The cast of Robbie Crusoe’s Treasure Island. Picture by Robin Crossley.
STAGE REVIEW THE panto Robbie Crusoe’s Treasure Island was a welcome tropical escape from the chilly weather.
Written and directed by Trish White, Broadway Productions’ show, in Totland Church Hall, was packed with songs, comedy and audience participation for young and old.
Despite a number of adult members being unable to take roles due to pre-booked holidays, the younger actors took to the stage and pulled off engaging performances.
Jack Craddock was good as Robbie Crusoe and developed as the pantomime went on. He became more confident and was complemented by his love interest, Polly, played by Jenny Gibbs.
Jenny had an outstanding voice and grabbed the audience’s attention with her solo, I See The Light, but the loud backing track didn’t help the projection of her vocals.
Christine Seaman played an excellent Mrs Crusoe — her slap-stick kept the audience laughing and an incident involving a flying rubber duck went down a treat.
The star of the show was Joe Hall, as Robbie’s younger brother, Charlie.
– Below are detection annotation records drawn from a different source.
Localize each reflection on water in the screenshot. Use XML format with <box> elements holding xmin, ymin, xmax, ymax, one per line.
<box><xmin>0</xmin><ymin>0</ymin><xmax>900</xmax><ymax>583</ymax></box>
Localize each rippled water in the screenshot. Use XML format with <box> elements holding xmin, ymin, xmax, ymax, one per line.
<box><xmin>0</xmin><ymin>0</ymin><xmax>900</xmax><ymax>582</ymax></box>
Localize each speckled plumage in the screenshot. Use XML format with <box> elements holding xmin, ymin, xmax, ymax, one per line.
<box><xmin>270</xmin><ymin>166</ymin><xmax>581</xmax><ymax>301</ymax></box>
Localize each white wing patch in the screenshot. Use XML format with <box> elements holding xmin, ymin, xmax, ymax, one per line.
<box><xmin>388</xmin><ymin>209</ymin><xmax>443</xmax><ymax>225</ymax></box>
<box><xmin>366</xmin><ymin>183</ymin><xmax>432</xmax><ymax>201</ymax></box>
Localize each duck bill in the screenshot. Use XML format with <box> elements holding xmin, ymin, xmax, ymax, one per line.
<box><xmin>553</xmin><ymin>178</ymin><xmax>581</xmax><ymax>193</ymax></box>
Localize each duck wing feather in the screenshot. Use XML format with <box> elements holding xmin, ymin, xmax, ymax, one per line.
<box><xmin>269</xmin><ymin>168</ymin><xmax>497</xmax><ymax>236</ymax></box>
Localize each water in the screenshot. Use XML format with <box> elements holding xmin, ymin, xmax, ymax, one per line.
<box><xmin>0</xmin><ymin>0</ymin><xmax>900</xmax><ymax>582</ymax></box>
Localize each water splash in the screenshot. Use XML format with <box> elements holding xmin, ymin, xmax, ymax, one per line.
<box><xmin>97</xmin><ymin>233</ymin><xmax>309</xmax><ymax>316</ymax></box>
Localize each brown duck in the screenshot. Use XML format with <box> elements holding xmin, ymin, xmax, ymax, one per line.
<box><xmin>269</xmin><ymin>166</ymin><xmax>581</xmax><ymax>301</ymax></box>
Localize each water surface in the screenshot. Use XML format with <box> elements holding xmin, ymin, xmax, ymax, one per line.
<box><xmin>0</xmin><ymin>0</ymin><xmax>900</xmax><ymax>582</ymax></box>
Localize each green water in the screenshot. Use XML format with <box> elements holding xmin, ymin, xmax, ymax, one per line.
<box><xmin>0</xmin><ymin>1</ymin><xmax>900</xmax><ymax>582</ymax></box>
He was confident and full of energy and his cheeky attitude towards his mother was great fun to watch.
During scene changes, Joe often came on stage alongside other cast members to entertain the audience — sweets were handed out and balls were thrown into the audience, adding to an enjoyable night.
Katherine Brooker, Aislinn Smart and Kirsty Johnson were the villainous raiders of the reef and, along with Billy Boyle (Roisin Smart), they drew a lot of loud and enthusiastic booing — just the thing for traditional panto fun.
The rest of the cast and production team were very good and everyone pulled together.
Right down to the last second when the curtain closed, leaving Cory Gibbs, the octopus, standing alone and scrambling to get backstage, the cast of Treasure Island hit gold with the audience.